In HAT DANCE, the latest Emilia Cruz novel due out later this summer, Acapulco detective Emilia Cruz is on the hunt of a missing local girl. The plot line is straight from the headlines coming out of Mexico. These headlines have reported—but struggled to actually document—the high numbers of the missing in Mexico as a result of the country’s drug war.
During the last years of Mexican President Felipe Calderon’s administration most commentators were saying at least 60,000 were missing due to drug violence over the past six years. Most of the news about Mexico focused on drug violence.
But the administration of new president Enrique Peña Nieto is trying to create a different narrative, it seems to me, one that highlights Mexico’s emerging economic power, focuses on the country’s rich cultural offerings, and emphasizes reform and stability rather than cartel arrests.
In an interview in the May edition of my favorite magazine, Monocle, President Peña Nieto—or EPN as pundits call him—discussed drug violence and Mexico’s disappeared by saying he was focusing on “the root causes [of violence which are] inequality, poverty and the absence of opportunities for the population.”
I couldn’t agree more. I’ve written before about how Mexico’s unequal social system keeps people from being able to move up in society and encourages youth to look to the drug cartel lifestyle as a way to obtain the goods and respect that they cannot get in Mexico’s formal economy. I think EPN and his team have been fairly successful so far in getting attention away from drug violence and on to economic and cultural issues. Heck, when Thomas L. Friedman writes glowingly about your economic prospects, you know the message is getting out.
But what about the missing and the continuing unacceptable levels of violence? In late May the new Interior Secretary reported that a new review suggested that there aren’t as many as everybody thought and that drug violence-related deaths have dropped significantly since December 2012 (when EPN was inaugurated). Non drug violence-related deaths are up, however, leading some to wonder if this is a convenient whitewash.

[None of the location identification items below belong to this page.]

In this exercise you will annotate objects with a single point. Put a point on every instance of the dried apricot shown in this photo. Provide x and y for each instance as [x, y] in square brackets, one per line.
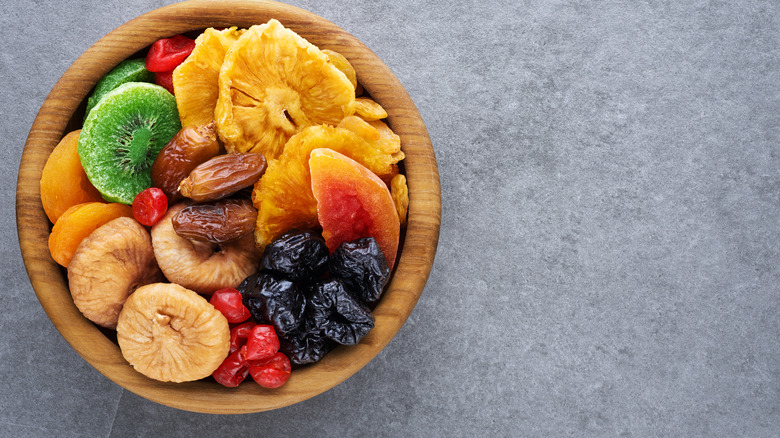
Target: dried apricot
[63, 181]
[77, 222]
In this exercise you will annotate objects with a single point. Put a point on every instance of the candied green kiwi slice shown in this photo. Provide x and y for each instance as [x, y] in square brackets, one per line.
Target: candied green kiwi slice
[131, 70]
[122, 136]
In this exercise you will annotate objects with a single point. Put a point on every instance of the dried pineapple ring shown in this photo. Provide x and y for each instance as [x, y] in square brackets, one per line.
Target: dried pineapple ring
[272, 84]
[369, 110]
[342, 64]
[283, 196]
[196, 80]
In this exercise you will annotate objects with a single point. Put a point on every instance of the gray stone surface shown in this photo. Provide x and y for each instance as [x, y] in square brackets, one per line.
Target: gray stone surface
[610, 242]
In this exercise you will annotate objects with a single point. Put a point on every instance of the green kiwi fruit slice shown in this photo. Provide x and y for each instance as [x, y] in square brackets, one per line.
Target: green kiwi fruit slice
[122, 136]
[131, 70]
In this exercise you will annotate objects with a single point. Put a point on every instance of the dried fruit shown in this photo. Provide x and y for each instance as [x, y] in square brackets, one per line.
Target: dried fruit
[169, 333]
[63, 181]
[216, 222]
[307, 346]
[228, 301]
[273, 84]
[196, 80]
[352, 202]
[122, 136]
[362, 267]
[272, 372]
[191, 146]
[108, 266]
[150, 206]
[274, 300]
[201, 266]
[262, 343]
[232, 371]
[77, 223]
[343, 65]
[132, 70]
[167, 53]
[222, 176]
[239, 334]
[297, 256]
[283, 196]
[338, 314]
[368, 109]
[400, 193]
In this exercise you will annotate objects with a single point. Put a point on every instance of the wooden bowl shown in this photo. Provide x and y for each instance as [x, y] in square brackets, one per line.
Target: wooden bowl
[60, 113]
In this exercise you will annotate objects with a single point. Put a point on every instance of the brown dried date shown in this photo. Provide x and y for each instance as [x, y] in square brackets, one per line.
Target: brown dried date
[222, 176]
[216, 222]
[191, 146]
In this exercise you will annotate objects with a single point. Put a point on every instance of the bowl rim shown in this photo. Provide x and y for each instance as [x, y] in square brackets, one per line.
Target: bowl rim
[50, 283]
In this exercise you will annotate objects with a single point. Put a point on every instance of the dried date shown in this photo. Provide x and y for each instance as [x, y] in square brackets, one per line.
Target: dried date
[187, 149]
[223, 176]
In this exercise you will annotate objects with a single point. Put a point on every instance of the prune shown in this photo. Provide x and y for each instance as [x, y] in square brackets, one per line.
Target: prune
[341, 317]
[273, 300]
[308, 346]
[361, 265]
[297, 256]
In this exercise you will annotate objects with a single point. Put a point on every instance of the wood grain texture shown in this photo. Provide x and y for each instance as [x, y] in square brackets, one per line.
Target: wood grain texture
[60, 113]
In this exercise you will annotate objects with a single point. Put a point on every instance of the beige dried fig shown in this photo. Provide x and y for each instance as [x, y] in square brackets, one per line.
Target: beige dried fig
[108, 266]
[202, 266]
[172, 334]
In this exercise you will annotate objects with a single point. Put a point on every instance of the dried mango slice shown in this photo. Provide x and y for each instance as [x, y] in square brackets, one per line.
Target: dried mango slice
[196, 80]
[283, 196]
[273, 84]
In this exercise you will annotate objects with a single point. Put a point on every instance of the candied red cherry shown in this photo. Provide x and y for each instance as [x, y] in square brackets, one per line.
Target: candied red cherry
[262, 343]
[229, 302]
[232, 371]
[239, 335]
[150, 206]
[271, 373]
[167, 53]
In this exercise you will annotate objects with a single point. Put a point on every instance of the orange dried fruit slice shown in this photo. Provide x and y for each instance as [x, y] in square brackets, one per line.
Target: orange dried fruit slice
[368, 109]
[78, 222]
[342, 64]
[273, 84]
[283, 196]
[352, 202]
[63, 181]
[196, 80]
[400, 193]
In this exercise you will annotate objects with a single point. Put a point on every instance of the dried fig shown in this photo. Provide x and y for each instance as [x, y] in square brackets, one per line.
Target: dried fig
[172, 334]
[108, 266]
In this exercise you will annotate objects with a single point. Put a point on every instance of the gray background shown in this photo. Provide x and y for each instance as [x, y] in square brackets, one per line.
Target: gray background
[608, 258]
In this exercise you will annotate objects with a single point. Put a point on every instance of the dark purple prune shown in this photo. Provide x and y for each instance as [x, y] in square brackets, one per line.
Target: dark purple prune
[307, 346]
[273, 300]
[362, 266]
[341, 317]
[297, 256]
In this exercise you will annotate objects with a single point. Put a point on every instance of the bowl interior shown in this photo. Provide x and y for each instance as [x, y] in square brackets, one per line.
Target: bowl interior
[62, 111]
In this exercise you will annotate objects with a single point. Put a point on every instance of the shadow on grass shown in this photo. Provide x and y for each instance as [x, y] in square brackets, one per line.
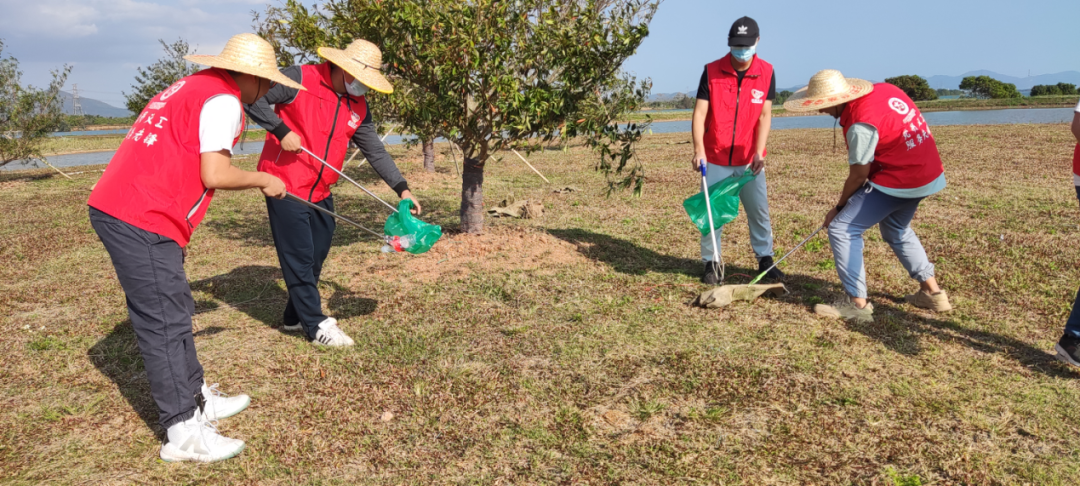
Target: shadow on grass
[118, 358]
[256, 292]
[896, 324]
[624, 256]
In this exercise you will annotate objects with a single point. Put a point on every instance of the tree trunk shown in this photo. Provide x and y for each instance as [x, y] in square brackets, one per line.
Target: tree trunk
[429, 156]
[472, 196]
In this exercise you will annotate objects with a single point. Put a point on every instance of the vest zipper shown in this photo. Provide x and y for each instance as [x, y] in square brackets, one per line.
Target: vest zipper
[196, 207]
[734, 124]
[326, 153]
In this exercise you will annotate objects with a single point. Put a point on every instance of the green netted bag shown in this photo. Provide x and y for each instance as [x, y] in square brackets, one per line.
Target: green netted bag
[724, 197]
[404, 224]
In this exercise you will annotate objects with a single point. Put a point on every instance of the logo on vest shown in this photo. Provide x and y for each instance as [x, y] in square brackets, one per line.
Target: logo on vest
[172, 90]
[899, 106]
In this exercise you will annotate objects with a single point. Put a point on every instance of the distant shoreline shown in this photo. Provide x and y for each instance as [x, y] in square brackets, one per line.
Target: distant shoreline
[931, 106]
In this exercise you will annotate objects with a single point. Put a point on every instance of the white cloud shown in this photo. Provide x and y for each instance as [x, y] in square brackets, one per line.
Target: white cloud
[51, 18]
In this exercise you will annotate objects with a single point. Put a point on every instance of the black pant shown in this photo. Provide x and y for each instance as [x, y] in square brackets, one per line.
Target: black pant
[302, 237]
[150, 269]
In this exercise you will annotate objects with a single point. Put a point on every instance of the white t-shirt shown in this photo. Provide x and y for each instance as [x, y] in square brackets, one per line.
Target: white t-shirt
[219, 123]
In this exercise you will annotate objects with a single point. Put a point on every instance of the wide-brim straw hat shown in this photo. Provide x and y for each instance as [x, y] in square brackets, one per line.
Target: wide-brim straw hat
[363, 61]
[250, 54]
[827, 89]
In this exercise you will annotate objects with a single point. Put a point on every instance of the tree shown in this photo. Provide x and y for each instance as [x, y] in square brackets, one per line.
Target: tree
[915, 86]
[160, 75]
[497, 73]
[984, 86]
[1052, 90]
[1042, 90]
[27, 115]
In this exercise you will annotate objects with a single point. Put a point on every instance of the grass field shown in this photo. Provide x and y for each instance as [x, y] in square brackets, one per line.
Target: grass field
[563, 350]
[937, 105]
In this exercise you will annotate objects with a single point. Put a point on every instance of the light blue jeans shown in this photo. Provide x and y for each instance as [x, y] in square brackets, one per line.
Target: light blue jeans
[864, 210]
[755, 201]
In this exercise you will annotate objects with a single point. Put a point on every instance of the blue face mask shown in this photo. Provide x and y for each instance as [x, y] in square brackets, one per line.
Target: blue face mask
[356, 89]
[744, 54]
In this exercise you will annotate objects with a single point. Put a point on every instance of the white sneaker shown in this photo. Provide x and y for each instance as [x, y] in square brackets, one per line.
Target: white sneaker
[198, 440]
[329, 334]
[219, 405]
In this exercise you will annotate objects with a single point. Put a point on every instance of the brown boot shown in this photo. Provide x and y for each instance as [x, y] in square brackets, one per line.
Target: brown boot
[936, 302]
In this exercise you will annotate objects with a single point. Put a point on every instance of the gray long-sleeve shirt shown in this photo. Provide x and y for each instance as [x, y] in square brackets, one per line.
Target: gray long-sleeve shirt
[366, 137]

Not to worry. Shortly after announcing that there might not be as many disappeared as thought for years—and after families of the missing camped out in front of his office continued a hunger strike–EPN’s attorney general formed a federal missing persons unit. The unit will include 12 federal investigators and a unit of the federal police.
As things stand now, many families conduct their own investigations to find out what happened to missing family members. The cost to find missing family members is high, however, both in terms of danger and monetary costs. Local authorities are either fearful of cartel reprisals or simply too overworked to vigorously pursue cases. A notable exception is Nuevo León. It is “one of the only states where you see prosecutors actually doing the due diligence of conducting investigations, meeting with families, going to the crime scene, taking common-sense steps to advance the investigation,” according to Nik Steinberg, an investigator with Human Rights Watch.

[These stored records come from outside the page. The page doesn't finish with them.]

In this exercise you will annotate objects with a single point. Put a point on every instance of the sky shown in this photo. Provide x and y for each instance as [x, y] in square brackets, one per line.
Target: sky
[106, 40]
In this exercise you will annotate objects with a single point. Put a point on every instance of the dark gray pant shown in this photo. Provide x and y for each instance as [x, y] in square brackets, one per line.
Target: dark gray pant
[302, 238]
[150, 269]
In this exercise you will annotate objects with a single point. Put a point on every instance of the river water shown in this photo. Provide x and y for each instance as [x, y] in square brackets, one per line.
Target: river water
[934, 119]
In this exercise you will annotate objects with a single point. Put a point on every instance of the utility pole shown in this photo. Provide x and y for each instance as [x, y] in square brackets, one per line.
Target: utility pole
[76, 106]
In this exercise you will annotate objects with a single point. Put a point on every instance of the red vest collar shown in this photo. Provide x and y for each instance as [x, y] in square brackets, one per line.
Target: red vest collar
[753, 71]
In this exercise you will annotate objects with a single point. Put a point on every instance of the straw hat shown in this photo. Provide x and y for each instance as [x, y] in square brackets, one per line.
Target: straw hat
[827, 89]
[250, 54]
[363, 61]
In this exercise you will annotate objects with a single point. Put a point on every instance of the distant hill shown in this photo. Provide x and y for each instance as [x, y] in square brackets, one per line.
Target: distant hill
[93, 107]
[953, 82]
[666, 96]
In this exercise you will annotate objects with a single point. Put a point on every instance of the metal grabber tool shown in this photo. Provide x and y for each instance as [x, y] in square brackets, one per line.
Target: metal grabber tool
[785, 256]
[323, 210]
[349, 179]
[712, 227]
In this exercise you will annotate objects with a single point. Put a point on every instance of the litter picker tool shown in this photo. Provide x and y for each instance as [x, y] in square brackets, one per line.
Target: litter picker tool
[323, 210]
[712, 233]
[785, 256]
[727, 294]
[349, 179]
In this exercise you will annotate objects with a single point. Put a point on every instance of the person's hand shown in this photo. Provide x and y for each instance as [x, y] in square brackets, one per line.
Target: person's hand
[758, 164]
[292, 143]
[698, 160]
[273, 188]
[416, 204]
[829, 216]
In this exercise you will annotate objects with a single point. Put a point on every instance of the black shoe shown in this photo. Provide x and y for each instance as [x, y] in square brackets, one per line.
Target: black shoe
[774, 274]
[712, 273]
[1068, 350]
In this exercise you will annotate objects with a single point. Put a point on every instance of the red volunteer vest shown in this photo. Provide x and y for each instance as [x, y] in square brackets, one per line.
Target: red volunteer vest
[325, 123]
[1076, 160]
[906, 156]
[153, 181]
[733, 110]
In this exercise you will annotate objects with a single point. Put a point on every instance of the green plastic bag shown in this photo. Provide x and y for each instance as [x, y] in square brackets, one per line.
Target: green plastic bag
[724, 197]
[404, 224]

As a mystery author one of the things I do best is to ask questions:
1. How successful can EPN’s new unit be? The federal police have been implicated in many disappearances, according to a report released in February by the Human Rights Watch. “President Peña Nieto has inherited one of the worst crises on disappearances that have occurred in Latin America throughout history,” said José Miguel Vivanco, the Americas director of the international watchdog organization. The report details numerous cases directly tied to Mexico’s military and law enforcement agencies.
As long as the unit stays clean, they’ve got a chance to restore faith in government institutions. But their numbers are a drop in the bucket when it comes to the manpower needed to tackle the problem.
2. If there aren’t as many disappeared as initially thought and drug related violent deaths are on the wane, is this unit just lip service? Given the continuing drumbeat of headlines such as: Cancun Drug Murders: 6 Strangled, 1 Decapitated In Mexico Resort Town and No Clues Yet in Case of Mexico City’s Missing 11, I’m wondering if the new statistics won’t be quietly revised upward at some point. Keep in mind that these are headlines from a US national level news outlet–how much more of Mexico’s news stays local?
It remains to be seen if this new unit will help local investigations that are closest to the locus of crimes and could be much more effective. Local authorities need to be both honest and protected so they can pursue investigations.
As long as this new unit honestly and vigorously pursues the cases of the disappeared I’ll keep the faith. Meanwhile, Acapulco detective Emilia Cruz will keep looking for the women she calls las perdidas.–the lost ones.
Finally, may all those who seek the missing in Mexico find what they seek. While they may not find their loved ones, I pray they find answers. And peace.